For instance, at JPMorgan Chase, Citi, Wells Fargo, and other banks I’ve talked with, the focus is on using AI to enhance specific banking functions, leading to practical applications in fraud detection, risk management and customer service.

In healthcare, Dr. Ashley Beecy, medical director of AI operations at the NewYork-Presbyterian hospital system, provides another example of how big visions are being anchored instead by practical applications of AI. While she envisions an AI that knows everything about a patient, she says the hospital is starting with more practical applications like reducing the administrative burden on doctors by recording and transcribing patient visits.

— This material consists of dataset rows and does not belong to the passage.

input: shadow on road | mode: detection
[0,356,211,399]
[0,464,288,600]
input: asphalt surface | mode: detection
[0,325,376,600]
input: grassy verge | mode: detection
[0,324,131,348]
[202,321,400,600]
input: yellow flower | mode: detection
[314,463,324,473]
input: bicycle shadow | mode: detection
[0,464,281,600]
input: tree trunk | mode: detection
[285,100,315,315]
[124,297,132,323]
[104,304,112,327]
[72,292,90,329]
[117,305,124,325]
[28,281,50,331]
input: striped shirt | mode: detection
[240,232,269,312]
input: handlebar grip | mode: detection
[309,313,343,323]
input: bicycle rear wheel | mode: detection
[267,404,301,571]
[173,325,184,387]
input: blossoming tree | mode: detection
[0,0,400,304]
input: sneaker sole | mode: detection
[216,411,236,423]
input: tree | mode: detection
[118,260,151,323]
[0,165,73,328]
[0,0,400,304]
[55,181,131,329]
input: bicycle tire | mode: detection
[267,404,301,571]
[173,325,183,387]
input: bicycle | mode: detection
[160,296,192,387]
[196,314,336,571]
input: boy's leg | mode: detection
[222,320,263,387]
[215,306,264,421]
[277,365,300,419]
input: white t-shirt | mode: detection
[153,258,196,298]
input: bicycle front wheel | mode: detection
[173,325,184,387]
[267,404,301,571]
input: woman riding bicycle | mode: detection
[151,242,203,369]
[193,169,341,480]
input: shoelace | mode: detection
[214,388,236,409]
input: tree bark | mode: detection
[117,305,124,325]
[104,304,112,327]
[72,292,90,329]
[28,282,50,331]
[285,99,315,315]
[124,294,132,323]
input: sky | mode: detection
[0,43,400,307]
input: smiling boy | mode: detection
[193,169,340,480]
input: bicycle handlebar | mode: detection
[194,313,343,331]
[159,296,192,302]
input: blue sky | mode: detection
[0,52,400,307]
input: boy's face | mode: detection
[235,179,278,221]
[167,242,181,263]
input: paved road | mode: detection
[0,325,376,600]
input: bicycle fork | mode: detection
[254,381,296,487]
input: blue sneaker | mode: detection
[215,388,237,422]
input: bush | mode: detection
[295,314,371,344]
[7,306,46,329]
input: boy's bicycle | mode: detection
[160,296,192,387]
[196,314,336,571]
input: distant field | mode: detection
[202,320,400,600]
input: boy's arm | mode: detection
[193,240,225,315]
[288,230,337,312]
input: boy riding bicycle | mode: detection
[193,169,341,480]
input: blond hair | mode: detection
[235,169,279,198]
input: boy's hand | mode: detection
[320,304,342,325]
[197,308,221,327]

Beecy notes that much of the technical capability for the more ambitious version of AI is in place, but it’s a matter of adjusting internal workflows and processes to allow this to happen, or what she called “change management.” This will take a lot of work and testing, she acknowledged, and also require the sharing of ideas by national health organizations, since it will require larger structural change beyond her own hospital.

At VB Transform, we’ll explore this tension between AGI hype and practical reality with speakers from across the industry spectrum, providing attendees with a clear-eyed view of where AI capabilities truly stand and how they can be leveraged effectively in the enterprise. Speakers like Jared Kaplan, Chief Scientist at Anthropic, will discuss the current state of AI capabilities and the challenges ahead. We’ll also hear from enterprise leaders who are successfully navigating this post-hype landscape, including Nhung Ho from Intuit and Bill Braun, CIO of Chevron.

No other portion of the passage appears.